It takes very few copies per month to reach MAS top lists, please google it if
you don't know that, especially in less crowded 'lifestyle' category. I never
said in the entire app store, I said in lifestyle category. So both claims are
true but you are too blinded with rushing to prove 'other guy being wrong'.
Being both constantly on top grossing lifestyle list and making almost no
money is topic on its own, but the fact doesn't make any of those two claims
less true.

Great majority of the Subliminal user base was reached trough
[https://stacksocial.com/sales/the-mac-freebie-
bundle-4-0](https://stacksocial.com/sales/the-mac-freebie-bundle-4-0) several
years ago. As you can see it was free bundle. StackSocial did 'pay' for all
the free copies, it was mutual promotional move, with earnings of exactly
whooping 1.3 cents per copy. Even paying customers never had to pay for any
update, so far it was always one-time payment (if not free), since 2011. When
you mention money as motivational factor it looks really funny on this side.

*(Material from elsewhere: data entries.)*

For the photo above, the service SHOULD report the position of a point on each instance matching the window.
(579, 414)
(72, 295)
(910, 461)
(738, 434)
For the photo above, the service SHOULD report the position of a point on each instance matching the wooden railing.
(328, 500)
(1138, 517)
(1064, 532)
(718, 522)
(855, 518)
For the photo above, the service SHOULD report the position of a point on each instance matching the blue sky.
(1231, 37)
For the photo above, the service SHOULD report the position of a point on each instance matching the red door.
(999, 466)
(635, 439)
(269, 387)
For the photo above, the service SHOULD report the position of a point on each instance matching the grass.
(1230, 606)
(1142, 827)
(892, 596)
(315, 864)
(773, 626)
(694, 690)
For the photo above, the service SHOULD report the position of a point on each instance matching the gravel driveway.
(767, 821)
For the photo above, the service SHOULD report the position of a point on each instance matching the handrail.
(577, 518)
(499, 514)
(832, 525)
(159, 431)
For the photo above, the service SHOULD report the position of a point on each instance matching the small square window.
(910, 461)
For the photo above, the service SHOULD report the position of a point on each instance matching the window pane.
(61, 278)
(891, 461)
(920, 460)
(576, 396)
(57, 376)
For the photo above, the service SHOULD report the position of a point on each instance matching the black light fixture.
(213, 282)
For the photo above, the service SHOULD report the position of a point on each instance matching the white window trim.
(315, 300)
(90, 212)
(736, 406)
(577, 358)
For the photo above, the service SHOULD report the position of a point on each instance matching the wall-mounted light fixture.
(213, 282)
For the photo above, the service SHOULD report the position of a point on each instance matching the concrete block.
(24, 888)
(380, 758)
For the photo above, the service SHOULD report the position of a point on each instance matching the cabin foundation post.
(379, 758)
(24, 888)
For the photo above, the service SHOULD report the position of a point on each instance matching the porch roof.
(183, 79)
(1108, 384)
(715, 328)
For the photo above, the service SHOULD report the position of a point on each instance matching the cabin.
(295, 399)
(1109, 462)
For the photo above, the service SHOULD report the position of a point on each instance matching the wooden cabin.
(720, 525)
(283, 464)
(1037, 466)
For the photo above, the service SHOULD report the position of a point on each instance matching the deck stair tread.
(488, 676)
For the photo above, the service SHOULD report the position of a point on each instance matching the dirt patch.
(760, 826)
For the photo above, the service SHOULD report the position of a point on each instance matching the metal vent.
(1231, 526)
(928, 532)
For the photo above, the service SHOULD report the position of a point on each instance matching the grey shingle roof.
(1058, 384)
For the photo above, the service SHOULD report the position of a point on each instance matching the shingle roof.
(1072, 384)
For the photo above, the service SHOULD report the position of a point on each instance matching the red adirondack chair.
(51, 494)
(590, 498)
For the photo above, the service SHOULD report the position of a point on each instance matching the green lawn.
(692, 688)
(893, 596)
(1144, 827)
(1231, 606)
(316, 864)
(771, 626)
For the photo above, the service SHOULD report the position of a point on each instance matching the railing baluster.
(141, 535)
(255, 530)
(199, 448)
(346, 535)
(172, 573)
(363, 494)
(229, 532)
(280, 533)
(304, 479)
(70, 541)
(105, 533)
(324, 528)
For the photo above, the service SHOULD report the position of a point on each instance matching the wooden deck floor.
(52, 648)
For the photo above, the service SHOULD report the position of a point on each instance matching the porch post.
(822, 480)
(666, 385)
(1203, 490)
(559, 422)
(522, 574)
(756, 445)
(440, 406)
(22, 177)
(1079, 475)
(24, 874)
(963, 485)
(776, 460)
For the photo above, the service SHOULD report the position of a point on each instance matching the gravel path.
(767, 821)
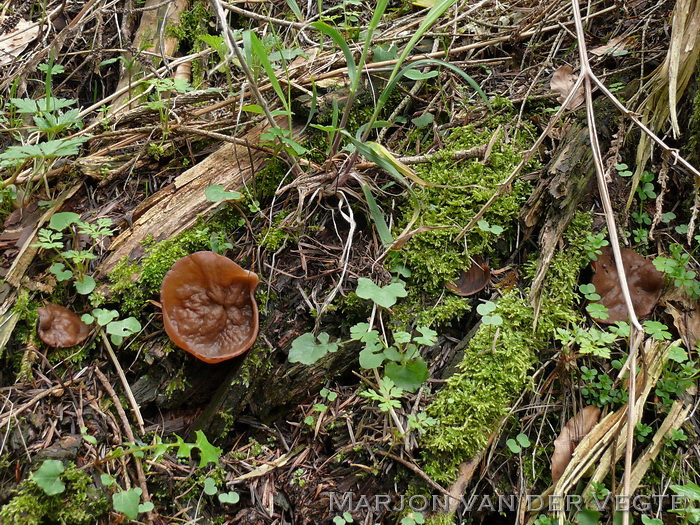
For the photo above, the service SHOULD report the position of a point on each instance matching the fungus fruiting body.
(644, 281)
(208, 306)
(59, 327)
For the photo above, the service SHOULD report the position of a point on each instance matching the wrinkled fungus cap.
(208, 306)
(60, 327)
(645, 283)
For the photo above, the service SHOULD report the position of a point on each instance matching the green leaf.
(424, 120)
(123, 328)
(58, 269)
(384, 296)
(104, 317)
(342, 44)
(677, 354)
(370, 359)
(689, 490)
(307, 350)
(106, 479)
(402, 337)
(208, 453)
(513, 446)
(210, 487)
(408, 376)
(428, 337)
(523, 440)
(230, 498)
(127, 502)
(588, 517)
(216, 193)
(48, 477)
(486, 308)
(184, 450)
(60, 221)
(85, 285)
(414, 74)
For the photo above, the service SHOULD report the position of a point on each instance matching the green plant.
(517, 445)
(346, 517)
(676, 267)
(404, 364)
(413, 518)
(73, 263)
(387, 397)
(488, 317)
(593, 245)
(599, 388)
(116, 328)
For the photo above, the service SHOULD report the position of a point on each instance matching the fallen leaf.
(473, 280)
(613, 45)
(571, 435)
(563, 80)
(686, 316)
(17, 40)
(644, 281)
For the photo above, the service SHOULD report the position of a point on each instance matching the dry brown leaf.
(473, 280)
(686, 316)
(563, 80)
(614, 44)
(571, 435)
(17, 40)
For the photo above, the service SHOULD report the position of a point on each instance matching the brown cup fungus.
(209, 308)
(59, 327)
(645, 283)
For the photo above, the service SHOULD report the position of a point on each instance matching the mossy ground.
(81, 502)
(494, 369)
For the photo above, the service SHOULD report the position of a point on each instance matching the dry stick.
(125, 384)
(127, 429)
(635, 338)
(505, 185)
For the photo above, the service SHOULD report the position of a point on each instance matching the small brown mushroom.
(209, 308)
(60, 327)
(473, 280)
(645, 283)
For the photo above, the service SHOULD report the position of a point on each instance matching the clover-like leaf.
(208, 453)
(370, 359)
(408, 376)
(58, 269)
(217, 193)
(48, 477)
(230, 498)
(210, 487)
(307, 349)
(85, 285)
(428, 337)
(486, 308)
(60, 221)
(385, 296)
(127, 502)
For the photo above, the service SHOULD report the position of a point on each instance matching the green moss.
(434, 257)
(494, 369)
(133, 285)
(81, 502)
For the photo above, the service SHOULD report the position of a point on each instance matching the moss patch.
(80, 503)
(496, 362)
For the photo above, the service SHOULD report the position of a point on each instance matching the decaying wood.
(570, 174)
(151, 36)
(176, 207)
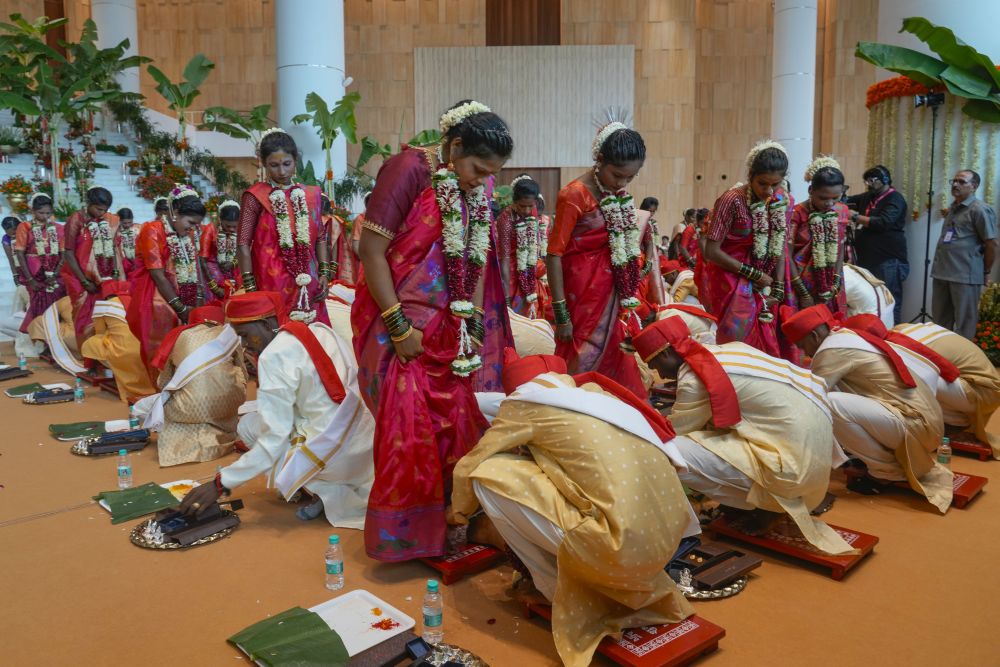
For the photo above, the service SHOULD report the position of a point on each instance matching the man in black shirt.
(880, 237)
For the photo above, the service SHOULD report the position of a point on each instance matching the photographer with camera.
(879, 217)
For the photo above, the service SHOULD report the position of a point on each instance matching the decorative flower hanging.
(465, 249)
(295, 247)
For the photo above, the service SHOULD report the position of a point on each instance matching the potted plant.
(10, 140)
(16, 189)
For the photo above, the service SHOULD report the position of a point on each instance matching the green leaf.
(19, 104)
(918, 66)
(952, 50)
(198, 69)
(988, 112)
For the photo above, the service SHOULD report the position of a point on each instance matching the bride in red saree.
(430, 325)
(166, 281)
(593, 260)
(746, 255)
(281, 241)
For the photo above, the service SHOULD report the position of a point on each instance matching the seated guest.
(576, 510)
(885, 415)
(699, 321)
(970, 400)
(114, 345)
(55, 328)
(217, 249)
(202, 384)
(867, 294)
(678, 282)
(759, 430)
(311, 430)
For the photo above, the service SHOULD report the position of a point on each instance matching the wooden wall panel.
(733, 92)
(380, 36)
(842, 83)
(553, 125)
(663, 33)
(237, 35)
(29, 9)
(522, 22)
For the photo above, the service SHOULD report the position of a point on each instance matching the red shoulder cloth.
(321, 360)
(664, 430)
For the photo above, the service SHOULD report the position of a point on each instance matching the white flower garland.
(100, 231)
(769, 226)
(602, 136)
(48, 245)
(465, 249)
(225, 247)
(623, 239)
(182, 250)
(824, 232)
(128, 242)
(453, 117)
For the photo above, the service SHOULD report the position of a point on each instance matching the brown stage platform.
(273, 562)
(970, 444)
(473, 559)
(656, 645)
(784, 540)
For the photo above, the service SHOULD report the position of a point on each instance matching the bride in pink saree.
(430, 325)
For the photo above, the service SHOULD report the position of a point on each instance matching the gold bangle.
(400, 338)
(392, 310)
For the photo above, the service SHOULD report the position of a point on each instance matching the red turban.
(691, 309)
(110, 288)
(673, 332)
(669, 266)
(876, 327)
(520, 370)
(253, 306)
(798, 325)
(197, 316)
(664, 430)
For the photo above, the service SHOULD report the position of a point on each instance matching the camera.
(928, 100)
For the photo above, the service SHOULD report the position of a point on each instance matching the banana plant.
(331, 123)
(965, 72)
(235, 124)
(180, 96)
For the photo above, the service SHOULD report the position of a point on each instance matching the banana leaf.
(132, 503)
(920, 67)
(296, 637)
(952, 50)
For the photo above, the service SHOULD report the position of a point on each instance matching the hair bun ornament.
(180, 191)
(263, 134)
(459, 114)
(763, 145)
(602, 135)
(821, 162)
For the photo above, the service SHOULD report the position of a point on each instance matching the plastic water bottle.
(334, 565)
(944, 452)
(433, 614)
(124, 470)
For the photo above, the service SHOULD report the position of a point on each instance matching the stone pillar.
(310, 58)
(793, 85)
(116, 20)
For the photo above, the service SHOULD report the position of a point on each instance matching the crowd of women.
(438, 274)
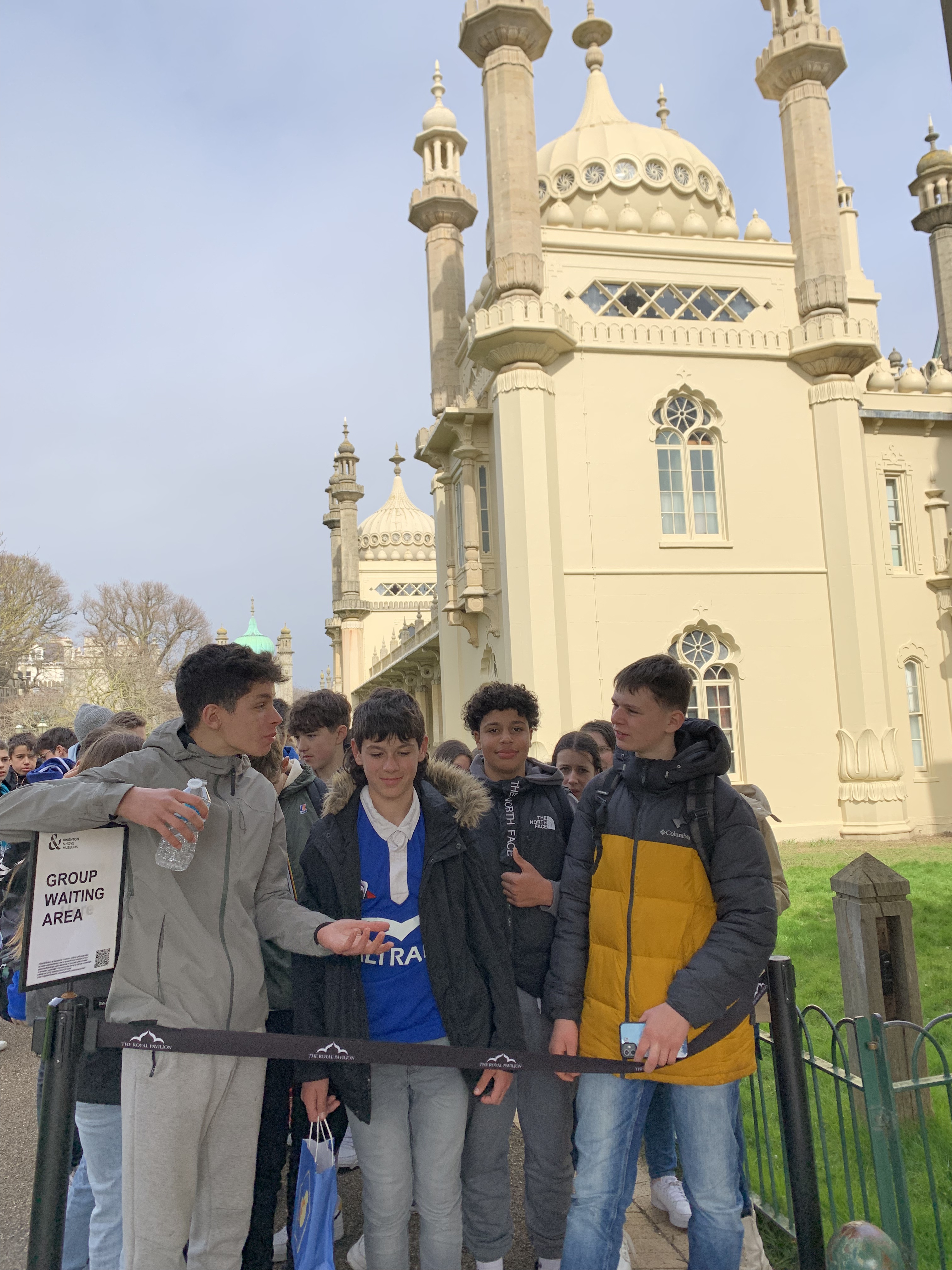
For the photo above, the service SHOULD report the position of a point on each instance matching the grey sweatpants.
(545, 1107)
(190, 1141)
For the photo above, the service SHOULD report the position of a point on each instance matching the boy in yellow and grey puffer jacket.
(667, 918)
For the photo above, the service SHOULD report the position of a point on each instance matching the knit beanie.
(88, 718)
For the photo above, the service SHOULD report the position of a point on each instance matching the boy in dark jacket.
(667, 918)
(522, 840)
(395, 844)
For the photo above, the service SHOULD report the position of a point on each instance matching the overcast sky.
(206, 261)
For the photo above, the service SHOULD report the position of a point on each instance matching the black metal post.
(63, 1050)
(795, 1114)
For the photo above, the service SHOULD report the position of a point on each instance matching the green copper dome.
(253, 638)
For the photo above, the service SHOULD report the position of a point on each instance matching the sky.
(206, 262)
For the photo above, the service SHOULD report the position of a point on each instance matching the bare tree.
(145, 619)
(35, 604)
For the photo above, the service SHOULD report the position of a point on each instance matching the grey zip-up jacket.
(190, 954)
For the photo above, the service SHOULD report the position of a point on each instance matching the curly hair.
(501, 696)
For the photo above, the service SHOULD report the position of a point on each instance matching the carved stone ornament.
(870, 769)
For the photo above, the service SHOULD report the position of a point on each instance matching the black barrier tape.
(327, 1050)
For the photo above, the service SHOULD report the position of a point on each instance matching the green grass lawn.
(808, 934)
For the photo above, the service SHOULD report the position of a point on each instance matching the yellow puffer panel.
(672, 915)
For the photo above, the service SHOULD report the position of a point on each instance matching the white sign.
(74, 905)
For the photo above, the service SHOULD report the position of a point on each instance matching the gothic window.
(683, 303)
(407, 588)
(484, 511)
(714, 690)
(687, 470)
(895, 519)
(916, 707)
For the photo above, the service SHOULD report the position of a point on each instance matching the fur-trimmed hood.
(465, 794)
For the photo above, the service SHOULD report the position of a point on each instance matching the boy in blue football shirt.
(395, 844)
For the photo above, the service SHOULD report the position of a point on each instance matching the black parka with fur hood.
(468, 959)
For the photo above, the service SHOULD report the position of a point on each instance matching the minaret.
(444, 209)
(504, 38)
(803, 60)
(349, 609)
(332, 519)
(285, 657)
(799, 65)
(933, 188)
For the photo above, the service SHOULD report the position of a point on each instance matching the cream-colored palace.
(604, 403)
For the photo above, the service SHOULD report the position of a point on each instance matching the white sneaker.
(281, 1246)
(347, 1156)
(753, 1255)
(668, 1194)
(627, 1254)
(357, 1258)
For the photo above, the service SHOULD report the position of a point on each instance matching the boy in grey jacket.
(191, 954)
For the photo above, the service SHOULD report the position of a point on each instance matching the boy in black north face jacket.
(522, 840)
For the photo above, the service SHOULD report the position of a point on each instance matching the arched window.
(687, 470)
(714, 693)
(916, 705)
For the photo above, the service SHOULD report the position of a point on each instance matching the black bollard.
(795, 1112)
(63, 1050)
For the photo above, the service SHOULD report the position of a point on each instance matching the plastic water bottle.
(178, 859)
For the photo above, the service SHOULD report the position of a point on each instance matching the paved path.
(658, 1245)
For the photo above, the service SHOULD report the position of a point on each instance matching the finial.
(439, 91)
(663, 112)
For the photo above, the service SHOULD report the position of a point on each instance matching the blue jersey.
(397, 985)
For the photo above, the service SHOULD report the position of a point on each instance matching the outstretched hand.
(168, 812)
(353, 938)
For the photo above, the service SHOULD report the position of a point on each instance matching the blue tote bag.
(315, 1201)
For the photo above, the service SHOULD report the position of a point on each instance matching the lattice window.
(687, 465)
(659, 300)
(407, 588)
(714, 690)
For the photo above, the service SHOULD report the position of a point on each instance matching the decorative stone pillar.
(933, 188)
(504, 37)
(349, 609)
(442, 210)
(798, 66)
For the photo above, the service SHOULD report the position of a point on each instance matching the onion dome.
(662, 221)
(881, 379)
(912, 380)
(758, 230)
(620, 161)
(559, 215)
(596, 218)
(399, 530)
(694, 225)
(629, 220)
(253, 638)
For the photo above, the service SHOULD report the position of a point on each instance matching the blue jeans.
(612, 1114)
(101, 1131)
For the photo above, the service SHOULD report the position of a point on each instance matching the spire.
(663, 112)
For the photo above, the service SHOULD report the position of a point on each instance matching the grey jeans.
(411, 1151)
(545, 1107)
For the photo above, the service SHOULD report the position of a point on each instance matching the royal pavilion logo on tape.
(145, 1041)
(502, 1063)
(333, 1053)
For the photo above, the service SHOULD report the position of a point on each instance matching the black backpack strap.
(600, 820)
(699, 806)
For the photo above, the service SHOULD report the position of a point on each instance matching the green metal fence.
(870, 1164)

> hogwash, snake oil, both sides of your mouth, I don't believe a single word
> you say, profit off gullibility...

That's pretty strong wording to cover ignorance. You did first choose what to
believe in, then put an effort to make it sound true?

I am now really curious to hear (at least short or yes/no) answers to the part
you skipped:

"Out of curiosity, you _are_ aware that all major players use subliminal
messages in their commercials? Or not? If you know about that, why would they
use them that way if there is no effect? If you don't know about that why we
discuss the topic then?"